Li froze in midpuff, her eyes flicking back and forth between Didi and Cohen.
‹Squirrelly, ain’t he?› she observed onstream.
‹You have no idea.›
Cohen turned his attention back to Didi. “That leaves two options, right? Either the Palestinians killed him to stop him from passing along the documents that would have put the finger on Absalom, or Absalom killed him…for pretty much the same reason.”
“That sounds reasonable,” Didi said placidly.
“Oh, for crying out lou—”
“Can we backtrack for a minute?” Li interrupted. “You just got asked if you knew who killed the guy, and you answered that you knew you didn’t order the killing. Sounds to me like you’ve got way too much slippage in your chain of command. Agents losing walk-ins. Agents turning up in canals with body piercings courtesy of parties unknown. Agents maybe or maybe not offing people on their own initiative. Unless your lion tamers have bigger chairs than they did three years ago, I’m not feeling warm and fuzzy about working with you people.”
“It was a bad time in the Office,” Didi admitted. “A confusing time. But we have eliminated the, ah, more troublesome lions.”
It was an unfortunate metaphor, Cohen thought, given that the Hebrew word for lion was Gur. A fact that Didi remembered about a second after Cohen, judging from the rapid blink of his eyes and the subtle tightening of his mouth.
“So basically,” Cohen cut in, “the whole bloodbath in Tel Aviv was just a loyalty test. You set up the whole operation so that if things went sour, you’d know it was Gavi who was to blame. Or at least that’s how it was supposed to work.”
“That’s how it did work,” Didi said mildly.
“Except that Gavi’s gone and Absalom’s still here.”
“Or that’s what someone wants us to think,” Ash pointed out. “I mean isn’t that always the question with a mole hunt?
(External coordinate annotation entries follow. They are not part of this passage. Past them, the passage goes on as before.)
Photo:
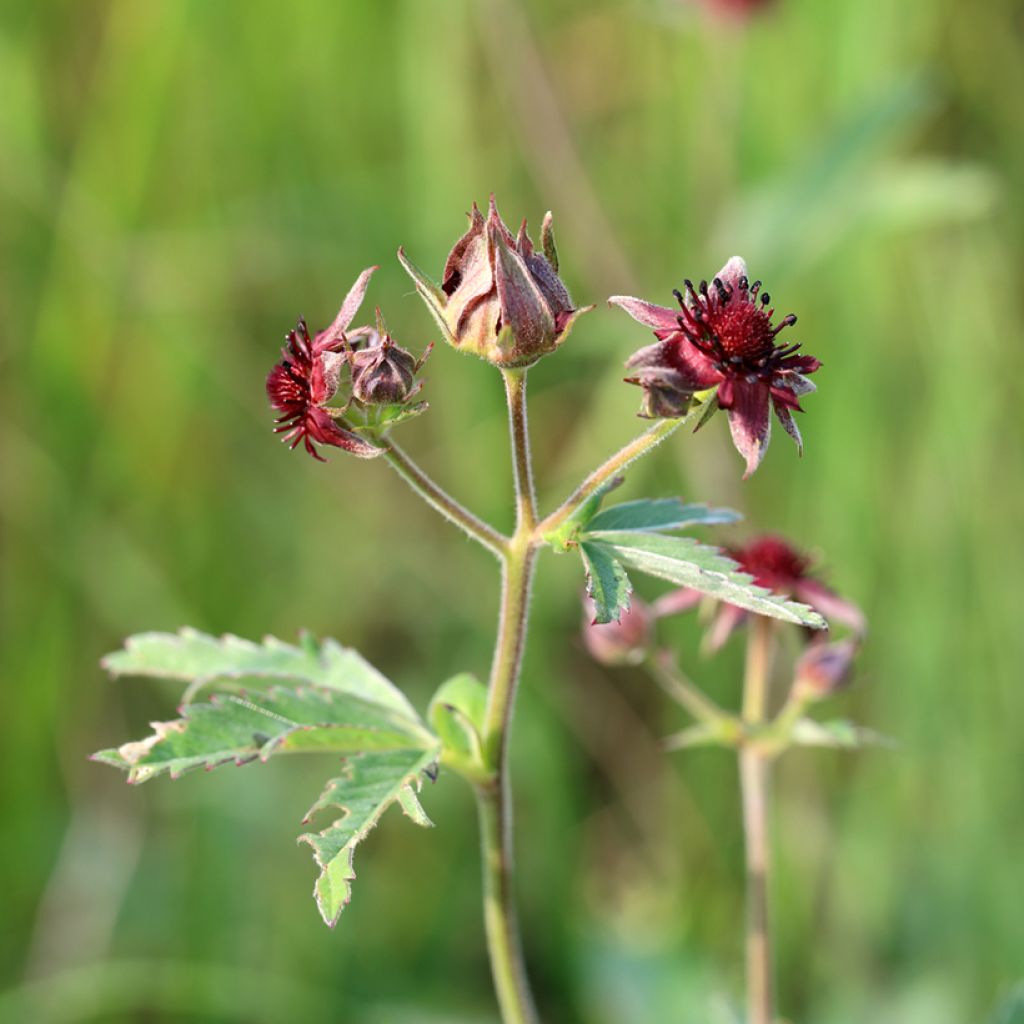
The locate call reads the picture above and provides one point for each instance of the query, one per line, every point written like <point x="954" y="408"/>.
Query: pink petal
<point x="788" y="424"/>
<point x="797" y="383"/>
<point x="347" y="311"/>
<point x="320" y="425"/>
<point x="693" y="365"/>
<point x="658" y="317"/>
<point x="750" y="422"/>
<point x="732" y="271"/>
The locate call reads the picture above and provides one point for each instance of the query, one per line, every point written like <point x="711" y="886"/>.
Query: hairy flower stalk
<point x="722" y="336"/>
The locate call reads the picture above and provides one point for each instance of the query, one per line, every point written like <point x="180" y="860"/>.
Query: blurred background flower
<point x="180" y="178"/>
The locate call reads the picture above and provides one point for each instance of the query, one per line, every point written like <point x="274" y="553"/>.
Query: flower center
<point x="731" y="325"/>
<point x="773" y="563"/>
<point x="742" y="329"/>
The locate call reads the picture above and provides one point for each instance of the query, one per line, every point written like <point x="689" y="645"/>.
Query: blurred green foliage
<point x="181" y="178"/>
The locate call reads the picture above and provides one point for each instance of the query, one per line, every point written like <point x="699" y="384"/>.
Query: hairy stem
<point x="443" y="502"/>
<point x="754" y="780"/>
<point x="494" y="799"/>
<point x="684" y="692"/>
<point x="638" y="446"/>
<point x="515" y="394"/>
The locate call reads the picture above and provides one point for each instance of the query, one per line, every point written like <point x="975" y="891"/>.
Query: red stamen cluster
<point x="296" y="386"/>
<point x="773" y="563"/>
<point x="731" y="326"/>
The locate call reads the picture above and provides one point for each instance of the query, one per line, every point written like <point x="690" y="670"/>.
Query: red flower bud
<point x="306" y="379"/>
<point x="823" y="669"/>
<point x="499" y="298"/>
<point x="384" y="374"/>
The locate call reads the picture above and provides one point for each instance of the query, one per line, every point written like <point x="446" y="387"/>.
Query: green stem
<point x="754" y="779"/>
<point x="442" y="502"/>
<point x="494" y="799"/>
<point x="638" y="446"/>
<point x="515" y="394"/>
<point x="668" y="676"/>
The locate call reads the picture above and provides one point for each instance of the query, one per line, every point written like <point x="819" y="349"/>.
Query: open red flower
<point x="722" y="336"/>
<point x="306" y="379"/>
<point x="779" y="567"/>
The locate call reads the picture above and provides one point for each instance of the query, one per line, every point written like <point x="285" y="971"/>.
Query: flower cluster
<point x="306" y="379"/>
<point x="722" y="336"/>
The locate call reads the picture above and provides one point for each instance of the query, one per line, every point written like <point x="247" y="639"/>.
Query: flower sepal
<point x="499" y="297"/>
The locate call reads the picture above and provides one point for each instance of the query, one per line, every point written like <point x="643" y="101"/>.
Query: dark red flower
<point x="722" y="336"/>
<point x="776" y="565"/>
<point x="306" y="378"/>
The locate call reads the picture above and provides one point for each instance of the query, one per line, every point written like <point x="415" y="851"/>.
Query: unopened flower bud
<point x="625" y="642"/>
<point x="499" y="298"/>
<point x="823" y="669"/>
<point x="383" y="373"/>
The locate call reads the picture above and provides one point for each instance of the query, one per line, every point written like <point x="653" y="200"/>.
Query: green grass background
<point x="181" y="178"/>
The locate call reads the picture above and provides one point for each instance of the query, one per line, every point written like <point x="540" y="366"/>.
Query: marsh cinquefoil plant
<point x="765" y="727"/>
<point x="501" y="299"/>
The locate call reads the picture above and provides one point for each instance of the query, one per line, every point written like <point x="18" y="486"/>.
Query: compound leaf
<point x="200" y="658"/>
<point x="686" y="562"/>
<point x="246" y="727"/>
<point x="657" y="514"/>
<point x="372" y="782"/>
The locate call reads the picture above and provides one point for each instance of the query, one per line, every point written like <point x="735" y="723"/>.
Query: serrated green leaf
<point x="686" y="562"/>
<point x="565" y="537"/>
<point x="457" y="713"/>
<point x="657" y="514"/>
<point x="607" y="585"/>
<point x="239" y="729"/>
<point x="371" y="783"/>
<point x="838" y="733"/>
<point x="199" y="658"/>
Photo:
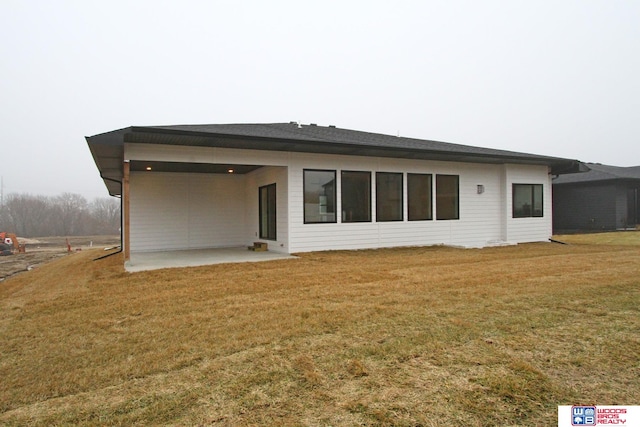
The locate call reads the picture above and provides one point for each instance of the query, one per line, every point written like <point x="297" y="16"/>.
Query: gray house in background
<point x="605" y="198"/>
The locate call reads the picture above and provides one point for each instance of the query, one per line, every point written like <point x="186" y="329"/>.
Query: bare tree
<point x="105" y="213"/>
<point x="72" y="210"/>
<point x="64" y="215"/>
<point x="25" y="214"/>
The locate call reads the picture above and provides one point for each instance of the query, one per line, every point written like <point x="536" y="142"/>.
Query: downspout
<point x="121" y="230"/>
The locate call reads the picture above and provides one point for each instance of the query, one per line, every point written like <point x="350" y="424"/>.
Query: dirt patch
<point x="41" y="250"/>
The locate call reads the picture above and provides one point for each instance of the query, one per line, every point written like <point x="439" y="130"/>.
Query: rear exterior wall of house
<point x="172" y="211"/>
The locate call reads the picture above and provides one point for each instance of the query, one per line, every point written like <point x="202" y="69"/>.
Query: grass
<point x="404" y="337"/>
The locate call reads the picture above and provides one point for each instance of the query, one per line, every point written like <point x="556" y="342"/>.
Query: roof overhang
<point x="108" y="150"/>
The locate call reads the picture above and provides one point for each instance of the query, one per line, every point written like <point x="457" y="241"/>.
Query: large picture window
<point x="356" y="196"/>
<point x="419" y="196"/>
<point x="388" y="196"/>
<point x="527" y="200"/>
<point x="319" y="196"/>
<point x="447" y="197"/>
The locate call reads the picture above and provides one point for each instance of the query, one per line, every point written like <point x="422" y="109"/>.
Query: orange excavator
<point x="9" y="244"/>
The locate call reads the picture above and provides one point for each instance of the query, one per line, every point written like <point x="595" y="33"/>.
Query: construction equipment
<point x="9" y="244"/>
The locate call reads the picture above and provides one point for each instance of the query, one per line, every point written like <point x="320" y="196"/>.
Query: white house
<point x="309" y="188"/>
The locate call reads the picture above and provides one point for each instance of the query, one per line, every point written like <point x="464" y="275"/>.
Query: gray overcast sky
<point x="559" y="78"/>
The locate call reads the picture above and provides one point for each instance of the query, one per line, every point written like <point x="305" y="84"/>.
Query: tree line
<point x="64" y="215"/>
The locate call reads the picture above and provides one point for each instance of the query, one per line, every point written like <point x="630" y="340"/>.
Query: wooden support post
<point x="126" y="205"/>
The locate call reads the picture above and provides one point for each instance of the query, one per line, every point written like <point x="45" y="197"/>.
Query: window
<point x="267" y="210"/>
<point x="447" y="197"/>
<point x="356" y="196"/>
<point x="419" y="196"/>
<point x="527" y="200"/>
<point x="319" y="196"/>
<point x="388" y="196"/>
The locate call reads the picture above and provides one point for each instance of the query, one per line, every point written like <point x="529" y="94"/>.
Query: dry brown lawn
<point x="405" y="337"/>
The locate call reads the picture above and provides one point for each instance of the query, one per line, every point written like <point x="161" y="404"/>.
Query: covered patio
<point x="142" y="261"/>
It’s a no-win situation. If you go after the mole, you rip your agency apart and end up cashing out half your best agents, since the best ones are the most highly indoctrinated and therefore the first to fall under suspicion. If you don’t go after the mole, you risk letting him operate unchecked…and you leave half your senior officers looking over their shoulders wondering if it’s safe to talk to the guy in the next office. Or worse, whether you stopped investigating because you’re the guilty one yourself. Either way you lose.”